Warning! Don’t Fall for the “3 of Your Pictures” Instagram Scam

By now, most people feel pretty confident in their ability to avoid falling prey to phishing scams online. You know not to open emails from suspicious addresses. You know not to click random links that get sent your way. You know not to download third-party apps that will make you susceptible to hackers. (You do know all of those things, right?)

There’s one particular phishing scam going around Instagram that you might not know about, though. It’s been around for a while but is apparently enjoying an increase in popularity these days. It’s known as the “3 of your pictures, 4 hours of my time lol” scam (not the catchiest name, we agree). Anyway, here’s what the scam is, plus how to avoid getting your Instagram hacked.

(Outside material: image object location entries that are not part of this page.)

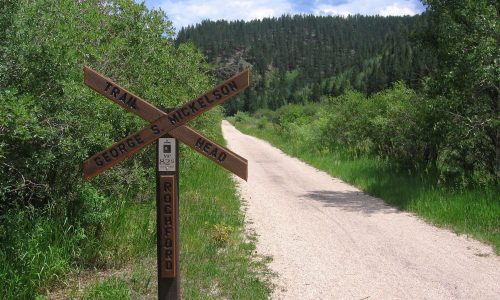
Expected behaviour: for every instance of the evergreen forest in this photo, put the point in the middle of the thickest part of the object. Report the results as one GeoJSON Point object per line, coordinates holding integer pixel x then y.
{"type": "Point", "coordinates": [299, 59]}
{"type": "Point", "coordinates": [416, 98]}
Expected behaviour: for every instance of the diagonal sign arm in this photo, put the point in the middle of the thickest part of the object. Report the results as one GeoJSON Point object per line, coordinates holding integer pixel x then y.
{"type": "Point", "coordinates": [126, 147]}
{"type": "Point", "coordinates": [119, 95]}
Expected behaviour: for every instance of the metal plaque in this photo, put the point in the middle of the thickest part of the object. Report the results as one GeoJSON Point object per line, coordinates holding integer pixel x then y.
{"type": "Point", "coordinates": [166, 154]}
{"type": "Point", "coordinates": [168, 227]}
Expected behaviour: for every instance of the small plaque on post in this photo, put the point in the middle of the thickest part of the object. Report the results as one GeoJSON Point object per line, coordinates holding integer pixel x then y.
{"type": "Point", "coordinates": [168, 227]}
{"type": "Point", "coordinates": [166, 154]}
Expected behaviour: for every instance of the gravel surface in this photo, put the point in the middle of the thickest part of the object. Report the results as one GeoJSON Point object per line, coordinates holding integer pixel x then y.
{"type": "Point", "coordinates": [329, 240]}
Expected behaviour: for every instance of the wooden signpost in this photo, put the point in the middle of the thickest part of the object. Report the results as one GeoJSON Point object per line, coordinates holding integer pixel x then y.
{"type": "Point", "coordinates": [167, 129]}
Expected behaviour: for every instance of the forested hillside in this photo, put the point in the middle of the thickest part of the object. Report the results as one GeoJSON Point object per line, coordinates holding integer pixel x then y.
{"type": "Point", "coordinates": [57, 228]}
{"type": "Point", "coordinates": [297, 59]}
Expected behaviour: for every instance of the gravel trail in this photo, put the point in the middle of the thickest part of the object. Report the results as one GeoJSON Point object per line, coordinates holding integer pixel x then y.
{"type": "Point", "coordinates": [329, 240]}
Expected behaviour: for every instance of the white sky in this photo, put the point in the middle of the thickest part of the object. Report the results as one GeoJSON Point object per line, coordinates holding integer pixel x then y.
{"type": "Point", "coordinates": [190, 12]}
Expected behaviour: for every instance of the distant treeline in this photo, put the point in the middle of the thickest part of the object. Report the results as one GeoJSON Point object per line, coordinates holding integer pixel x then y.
{"type": "Point", "coordinates": [443, 115]}
{"type": "Point", "coordinates": [297, 59]}
{"type": "Point", "coordinates": [52, 222]}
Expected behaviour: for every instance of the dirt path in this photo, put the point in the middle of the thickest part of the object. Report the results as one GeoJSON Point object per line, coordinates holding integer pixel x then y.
{"type": "Point", "coordinates": [328, 240]}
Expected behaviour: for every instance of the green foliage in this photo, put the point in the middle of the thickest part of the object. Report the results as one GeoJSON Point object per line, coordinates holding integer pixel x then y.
{"type": "Point", "coordinates": [51, 221]}
{"type": "Point", "coordinates": [473, 211]}
{"type": "Point", "coordinates": [465, 85]}
{"type": "Point", "coordinates": [298, 59]}
{"type": "Point", "coordinates": [112, 288]}
{"type": "Point", "coordinates": [390, 123]}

This popular scam involves hackers reaching out to you via DM and complimenting you on some of your pictures. They claim that they have posted a few of your photos on a super exclusive website after spending a few hours editing them. They’re then “kind” enough to include a direct link to the website so you can see your photos there for yourself.

This should already be setting off alarm bells in your head. We’re not saying your pictures aren’t great, but come on. Who would spend a few hours editing your photos, upload them to a website, and then reach out to tell you about it? It’s not even really one of those things that’s too good to be true. It’s just an all-around bizarre scenario that would never happen in real life. 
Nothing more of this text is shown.